Our algorithm mainly includes four steps, namely coarse motion estimation, vector updating, vector refinement, and denoising. If step 1 is omitted, steps 2 and 3 cannot be performed. Similarly, step 4 is related to denoising, and omitting it would render the entire method ineffective. Therefore, the ablation study can only be conducted on steps 2 and 3 with four cases to consider.

Table 5. Impact of different step combinations.

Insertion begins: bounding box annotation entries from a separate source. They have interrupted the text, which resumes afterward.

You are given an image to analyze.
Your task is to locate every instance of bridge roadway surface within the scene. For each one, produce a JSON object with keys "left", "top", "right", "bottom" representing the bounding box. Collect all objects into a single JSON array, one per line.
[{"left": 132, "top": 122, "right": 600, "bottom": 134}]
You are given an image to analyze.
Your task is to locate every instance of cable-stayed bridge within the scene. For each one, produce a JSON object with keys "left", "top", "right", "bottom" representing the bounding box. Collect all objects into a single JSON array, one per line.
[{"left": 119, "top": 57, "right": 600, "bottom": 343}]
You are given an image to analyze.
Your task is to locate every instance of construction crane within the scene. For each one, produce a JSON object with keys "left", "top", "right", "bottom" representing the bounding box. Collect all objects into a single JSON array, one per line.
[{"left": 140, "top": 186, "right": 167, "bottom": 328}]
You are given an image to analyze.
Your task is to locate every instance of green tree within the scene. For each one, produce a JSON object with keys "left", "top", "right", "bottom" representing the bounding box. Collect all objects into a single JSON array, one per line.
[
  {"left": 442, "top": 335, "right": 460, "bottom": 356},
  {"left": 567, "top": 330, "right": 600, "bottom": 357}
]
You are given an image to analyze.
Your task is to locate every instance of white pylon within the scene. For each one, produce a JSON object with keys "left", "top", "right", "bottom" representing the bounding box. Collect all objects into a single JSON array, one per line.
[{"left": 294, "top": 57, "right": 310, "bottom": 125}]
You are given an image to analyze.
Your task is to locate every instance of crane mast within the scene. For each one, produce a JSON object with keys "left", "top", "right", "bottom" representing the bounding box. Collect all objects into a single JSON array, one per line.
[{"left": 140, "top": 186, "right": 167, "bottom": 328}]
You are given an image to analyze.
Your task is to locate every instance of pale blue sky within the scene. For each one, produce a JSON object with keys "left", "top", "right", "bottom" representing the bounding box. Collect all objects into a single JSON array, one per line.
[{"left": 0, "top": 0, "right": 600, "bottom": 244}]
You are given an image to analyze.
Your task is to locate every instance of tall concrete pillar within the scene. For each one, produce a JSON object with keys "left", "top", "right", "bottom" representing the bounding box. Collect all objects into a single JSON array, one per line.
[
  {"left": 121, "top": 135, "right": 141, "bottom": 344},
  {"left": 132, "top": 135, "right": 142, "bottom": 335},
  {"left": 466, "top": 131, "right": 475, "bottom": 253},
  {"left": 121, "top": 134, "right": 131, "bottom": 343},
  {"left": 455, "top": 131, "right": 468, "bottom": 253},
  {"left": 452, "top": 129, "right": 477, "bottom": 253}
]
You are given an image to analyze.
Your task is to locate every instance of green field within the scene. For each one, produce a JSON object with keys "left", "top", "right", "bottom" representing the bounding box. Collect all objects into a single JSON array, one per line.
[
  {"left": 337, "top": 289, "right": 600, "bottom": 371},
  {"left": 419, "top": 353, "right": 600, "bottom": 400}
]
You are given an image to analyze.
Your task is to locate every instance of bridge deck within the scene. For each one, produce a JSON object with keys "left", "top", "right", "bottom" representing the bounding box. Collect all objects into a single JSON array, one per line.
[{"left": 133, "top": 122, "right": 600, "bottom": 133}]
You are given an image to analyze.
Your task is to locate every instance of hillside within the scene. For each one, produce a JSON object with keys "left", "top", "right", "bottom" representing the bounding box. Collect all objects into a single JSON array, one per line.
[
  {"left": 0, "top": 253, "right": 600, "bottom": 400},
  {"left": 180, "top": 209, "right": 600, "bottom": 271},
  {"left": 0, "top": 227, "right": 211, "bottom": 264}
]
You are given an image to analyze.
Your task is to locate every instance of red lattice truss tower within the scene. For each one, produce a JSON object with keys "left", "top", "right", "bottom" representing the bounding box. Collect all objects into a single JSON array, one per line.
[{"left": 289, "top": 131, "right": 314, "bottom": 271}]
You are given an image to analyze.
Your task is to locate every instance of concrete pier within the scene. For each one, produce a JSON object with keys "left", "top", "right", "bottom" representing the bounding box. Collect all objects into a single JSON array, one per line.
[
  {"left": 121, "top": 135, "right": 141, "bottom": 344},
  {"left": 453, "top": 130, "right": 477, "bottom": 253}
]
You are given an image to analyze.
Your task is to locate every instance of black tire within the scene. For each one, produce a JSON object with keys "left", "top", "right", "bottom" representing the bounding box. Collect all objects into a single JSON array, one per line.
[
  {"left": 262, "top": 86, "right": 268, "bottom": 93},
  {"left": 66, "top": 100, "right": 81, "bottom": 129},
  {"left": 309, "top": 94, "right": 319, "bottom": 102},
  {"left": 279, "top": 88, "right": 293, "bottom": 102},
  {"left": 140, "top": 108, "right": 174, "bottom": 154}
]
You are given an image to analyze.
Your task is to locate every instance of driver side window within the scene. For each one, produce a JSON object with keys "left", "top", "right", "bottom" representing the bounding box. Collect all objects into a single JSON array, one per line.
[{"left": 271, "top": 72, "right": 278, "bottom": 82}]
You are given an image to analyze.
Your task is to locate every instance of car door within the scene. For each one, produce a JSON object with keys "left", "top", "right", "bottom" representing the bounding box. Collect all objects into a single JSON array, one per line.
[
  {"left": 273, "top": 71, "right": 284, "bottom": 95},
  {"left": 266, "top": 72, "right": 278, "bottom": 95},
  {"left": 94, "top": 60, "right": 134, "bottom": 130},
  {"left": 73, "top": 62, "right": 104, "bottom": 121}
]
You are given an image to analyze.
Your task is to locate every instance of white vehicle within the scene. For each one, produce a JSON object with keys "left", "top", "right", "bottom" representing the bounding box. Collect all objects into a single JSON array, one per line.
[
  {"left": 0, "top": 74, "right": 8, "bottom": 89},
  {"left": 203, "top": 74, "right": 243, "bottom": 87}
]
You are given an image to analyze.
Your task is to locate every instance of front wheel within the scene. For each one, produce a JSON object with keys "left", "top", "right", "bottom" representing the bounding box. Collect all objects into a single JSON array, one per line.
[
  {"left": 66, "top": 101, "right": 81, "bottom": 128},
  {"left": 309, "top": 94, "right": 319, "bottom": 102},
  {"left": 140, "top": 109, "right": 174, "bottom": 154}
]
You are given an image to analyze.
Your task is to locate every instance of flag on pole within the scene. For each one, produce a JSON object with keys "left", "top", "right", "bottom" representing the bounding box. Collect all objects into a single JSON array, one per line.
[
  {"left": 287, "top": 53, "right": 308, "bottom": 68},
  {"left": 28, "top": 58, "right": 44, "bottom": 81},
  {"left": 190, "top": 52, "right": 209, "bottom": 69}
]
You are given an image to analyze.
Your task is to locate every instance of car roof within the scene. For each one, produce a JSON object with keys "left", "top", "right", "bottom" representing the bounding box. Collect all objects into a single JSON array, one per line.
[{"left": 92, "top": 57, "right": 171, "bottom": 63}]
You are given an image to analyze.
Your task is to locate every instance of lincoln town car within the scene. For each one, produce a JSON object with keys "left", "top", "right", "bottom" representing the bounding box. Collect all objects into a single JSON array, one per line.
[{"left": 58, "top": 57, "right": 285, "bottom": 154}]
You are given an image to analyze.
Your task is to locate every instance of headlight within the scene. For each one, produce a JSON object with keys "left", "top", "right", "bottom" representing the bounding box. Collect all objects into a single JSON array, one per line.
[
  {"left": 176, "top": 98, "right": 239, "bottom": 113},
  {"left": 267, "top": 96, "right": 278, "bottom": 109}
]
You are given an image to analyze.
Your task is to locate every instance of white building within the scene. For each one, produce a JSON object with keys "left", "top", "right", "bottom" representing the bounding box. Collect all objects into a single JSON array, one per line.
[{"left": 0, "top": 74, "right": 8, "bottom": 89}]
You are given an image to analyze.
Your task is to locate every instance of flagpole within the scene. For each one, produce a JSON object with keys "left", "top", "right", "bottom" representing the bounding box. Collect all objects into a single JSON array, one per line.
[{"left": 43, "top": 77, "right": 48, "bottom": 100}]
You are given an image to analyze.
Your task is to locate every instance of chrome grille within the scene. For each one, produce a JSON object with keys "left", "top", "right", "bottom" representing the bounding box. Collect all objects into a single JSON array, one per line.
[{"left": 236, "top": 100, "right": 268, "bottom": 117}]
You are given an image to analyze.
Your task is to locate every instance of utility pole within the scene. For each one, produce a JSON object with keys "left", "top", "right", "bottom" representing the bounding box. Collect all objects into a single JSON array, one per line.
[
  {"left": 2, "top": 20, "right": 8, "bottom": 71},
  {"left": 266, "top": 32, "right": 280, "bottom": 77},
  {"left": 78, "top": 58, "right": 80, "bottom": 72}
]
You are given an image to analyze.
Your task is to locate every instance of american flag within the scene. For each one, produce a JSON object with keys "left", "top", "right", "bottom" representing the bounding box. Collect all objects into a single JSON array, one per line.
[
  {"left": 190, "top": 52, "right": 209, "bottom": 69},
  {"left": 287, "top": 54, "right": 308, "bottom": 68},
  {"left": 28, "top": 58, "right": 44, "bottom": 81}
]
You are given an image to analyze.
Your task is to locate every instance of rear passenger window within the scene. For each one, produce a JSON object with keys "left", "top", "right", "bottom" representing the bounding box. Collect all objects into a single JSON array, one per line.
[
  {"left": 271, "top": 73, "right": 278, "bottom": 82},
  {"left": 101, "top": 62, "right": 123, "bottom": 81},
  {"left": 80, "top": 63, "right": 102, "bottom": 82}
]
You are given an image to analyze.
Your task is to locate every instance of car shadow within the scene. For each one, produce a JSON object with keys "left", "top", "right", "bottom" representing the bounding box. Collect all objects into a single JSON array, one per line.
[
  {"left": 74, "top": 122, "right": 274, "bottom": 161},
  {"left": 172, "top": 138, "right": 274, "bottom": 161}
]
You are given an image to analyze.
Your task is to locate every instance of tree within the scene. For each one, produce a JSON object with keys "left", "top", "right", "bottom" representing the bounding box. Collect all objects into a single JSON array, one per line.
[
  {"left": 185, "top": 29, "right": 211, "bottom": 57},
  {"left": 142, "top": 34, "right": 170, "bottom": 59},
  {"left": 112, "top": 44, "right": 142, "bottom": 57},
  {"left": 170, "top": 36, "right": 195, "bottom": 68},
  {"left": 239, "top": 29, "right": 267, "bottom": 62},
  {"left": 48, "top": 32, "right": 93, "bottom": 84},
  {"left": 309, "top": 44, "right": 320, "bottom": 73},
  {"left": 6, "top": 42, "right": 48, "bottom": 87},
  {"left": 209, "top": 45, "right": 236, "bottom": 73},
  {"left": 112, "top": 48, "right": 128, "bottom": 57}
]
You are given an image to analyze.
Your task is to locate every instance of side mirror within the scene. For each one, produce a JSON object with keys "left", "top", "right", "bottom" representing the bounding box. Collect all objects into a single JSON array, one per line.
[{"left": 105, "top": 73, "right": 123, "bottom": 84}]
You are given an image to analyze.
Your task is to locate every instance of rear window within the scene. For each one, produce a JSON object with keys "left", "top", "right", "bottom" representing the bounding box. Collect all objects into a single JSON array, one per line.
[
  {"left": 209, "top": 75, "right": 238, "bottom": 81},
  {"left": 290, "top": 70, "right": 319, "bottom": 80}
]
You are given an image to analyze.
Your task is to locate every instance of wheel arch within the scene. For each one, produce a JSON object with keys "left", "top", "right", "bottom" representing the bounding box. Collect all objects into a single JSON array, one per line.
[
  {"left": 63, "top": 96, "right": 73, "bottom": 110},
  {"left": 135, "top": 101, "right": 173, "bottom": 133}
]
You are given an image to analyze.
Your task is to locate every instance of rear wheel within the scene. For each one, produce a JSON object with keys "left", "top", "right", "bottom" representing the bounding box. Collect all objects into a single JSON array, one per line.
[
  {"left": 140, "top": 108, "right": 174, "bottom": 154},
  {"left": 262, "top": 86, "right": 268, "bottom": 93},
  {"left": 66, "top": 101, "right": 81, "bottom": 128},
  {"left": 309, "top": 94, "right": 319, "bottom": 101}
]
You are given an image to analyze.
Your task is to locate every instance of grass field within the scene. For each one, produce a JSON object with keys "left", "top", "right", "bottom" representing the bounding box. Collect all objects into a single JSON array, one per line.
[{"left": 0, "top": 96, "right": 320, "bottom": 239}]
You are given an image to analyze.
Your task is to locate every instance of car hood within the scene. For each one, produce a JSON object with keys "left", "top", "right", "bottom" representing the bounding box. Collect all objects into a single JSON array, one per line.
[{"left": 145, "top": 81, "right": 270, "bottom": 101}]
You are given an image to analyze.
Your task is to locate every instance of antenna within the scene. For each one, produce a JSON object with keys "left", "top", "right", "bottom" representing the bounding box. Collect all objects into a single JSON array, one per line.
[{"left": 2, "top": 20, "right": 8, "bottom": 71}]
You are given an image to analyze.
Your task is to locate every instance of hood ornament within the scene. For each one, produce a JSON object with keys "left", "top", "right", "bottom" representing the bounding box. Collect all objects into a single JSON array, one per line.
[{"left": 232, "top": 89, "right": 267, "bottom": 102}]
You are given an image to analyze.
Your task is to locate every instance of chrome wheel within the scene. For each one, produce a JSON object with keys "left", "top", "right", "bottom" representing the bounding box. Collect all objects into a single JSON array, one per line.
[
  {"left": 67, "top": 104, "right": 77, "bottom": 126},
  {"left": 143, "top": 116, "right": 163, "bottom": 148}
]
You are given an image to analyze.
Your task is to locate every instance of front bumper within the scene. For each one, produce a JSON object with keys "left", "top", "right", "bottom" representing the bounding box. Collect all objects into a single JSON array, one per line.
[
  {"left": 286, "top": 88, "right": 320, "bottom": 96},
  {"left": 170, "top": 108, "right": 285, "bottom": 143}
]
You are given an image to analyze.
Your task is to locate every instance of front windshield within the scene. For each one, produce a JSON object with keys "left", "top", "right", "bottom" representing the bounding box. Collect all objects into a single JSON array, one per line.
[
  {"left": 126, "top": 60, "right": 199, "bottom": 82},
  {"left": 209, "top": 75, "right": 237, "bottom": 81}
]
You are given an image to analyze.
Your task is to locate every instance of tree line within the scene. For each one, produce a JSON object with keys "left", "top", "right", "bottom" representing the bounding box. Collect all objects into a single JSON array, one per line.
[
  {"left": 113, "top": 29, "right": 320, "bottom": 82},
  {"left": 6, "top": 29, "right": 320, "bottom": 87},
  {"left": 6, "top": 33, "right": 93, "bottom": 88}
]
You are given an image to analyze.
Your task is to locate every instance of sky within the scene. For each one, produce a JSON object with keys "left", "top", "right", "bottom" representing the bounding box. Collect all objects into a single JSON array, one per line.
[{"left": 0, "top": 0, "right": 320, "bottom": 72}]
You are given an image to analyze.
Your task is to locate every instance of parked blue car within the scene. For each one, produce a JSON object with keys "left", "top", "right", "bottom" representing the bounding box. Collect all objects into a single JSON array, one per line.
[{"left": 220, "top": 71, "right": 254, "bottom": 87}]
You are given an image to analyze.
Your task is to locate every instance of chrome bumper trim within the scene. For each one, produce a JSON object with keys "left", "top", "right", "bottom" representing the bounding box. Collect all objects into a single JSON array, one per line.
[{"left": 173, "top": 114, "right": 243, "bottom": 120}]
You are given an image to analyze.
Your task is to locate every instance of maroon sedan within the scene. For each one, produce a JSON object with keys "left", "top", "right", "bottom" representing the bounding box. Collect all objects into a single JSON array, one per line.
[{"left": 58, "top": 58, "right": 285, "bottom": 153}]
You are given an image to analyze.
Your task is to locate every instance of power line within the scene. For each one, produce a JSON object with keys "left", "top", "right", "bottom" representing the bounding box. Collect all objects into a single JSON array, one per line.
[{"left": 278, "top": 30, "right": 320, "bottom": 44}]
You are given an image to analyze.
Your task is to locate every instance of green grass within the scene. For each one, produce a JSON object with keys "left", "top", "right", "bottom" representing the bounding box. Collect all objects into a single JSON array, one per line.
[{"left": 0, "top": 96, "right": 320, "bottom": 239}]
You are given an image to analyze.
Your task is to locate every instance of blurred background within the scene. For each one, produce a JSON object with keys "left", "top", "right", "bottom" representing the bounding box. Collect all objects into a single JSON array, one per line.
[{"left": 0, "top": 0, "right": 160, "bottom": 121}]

Case	Step 1	Step 2	Step 3	Step 4	Speed/s
Case 1	✓	×	×	✓	$0.903$
Case 2	✓	×	✓	✓	$1.123$
Case 3	✓	✓	×	✓	$1.026$
Case 4	✓	✓	✓	✓	$1.169$

shows the results of the ablation study. In the experiment, only stationary sequences are used. Since no motion exists, omitting step 2 or step 3 has little impact on PSNR or SSIM values. For video sequences containing moving objects, only speed ablation experiments can be performed due to the lack of ground truth.

7. Limitations

Although our method achieves competitive results, it also has certain limitations. The first is that it is less effective at removing temporally correlated noise, such as certain types of Gaussian noise where the disturbance in each frame is nearly identical. Suppose the Gaussian noise in frame i is $X_i$, and $X_i\approx X_j$ for $i\ne j$. When 10 adjacent frames are averaged, the noise variance $\mathbb{D}\left({\displaystyle \frac{1}{10}}{\sum }_{i=1}^{10}{X}_i\right)\approx \mathbb{D}\left({\displaystyle \frac{1}{10}}\times 10X_i\right)=\mathbb{D}\left(X_i\right)$. Therefore, the averaging operation cannot suppress such noise. However, when the noise varies temporally, namely $X_i\ne X_j$ for $i\ne j$, such as a in low-light environment, the averaging operation can suppress the noise. Second, it is difficult to capture some extremely complex or isolated motions, as the search radius in our method is finite. However, these motions are rare in the real world, justifying our decision to limit the search radius to a reasonable range.

8. Conclusions

Denoising low-light surveillance video presents a formidable challenge, stemming from the severe and complex noise patterns inherent in such conditions. The core difficulty lies in the critical trade-off between effectively suppressing intense noise and simultaneously preserving fine-grained texture details. Achieving this intricate balance is paramount for practical surveillance applications, as failure to do so can result in the loss of crucial visual information. In this paper, we proposed a tracking-based denoising algorithm designed for surveillance videos captured in extremely low-light environments. Our algorithm integrates coarse motion estimation via bilateral search for initial vector accuracy, motion vector updating using an amplitude-phase filter and rationality matrix to ensure local continuity, motion vector refinement with a small-area full search to achieve pixel-level precision without excessive computational cost, and a trilateral filter that combines spatial, pixel, and gradient domain information to effectively suppress noise by classifying motion vectors into three types and applying adaptive denoising strategies. Our method can effectively suppress noise while retaining detailed information, as demonstrated by extensive quantitative experiments and visual comparisons. In the future, we intend to explore other weighting dimensions for the trilateral filter, such as temporal consistency and texture complexity. Furthermore, we aim to replace the rigid three-category block classification with a more flexible, adaptive mechanism that allows for a smoother transition between categories.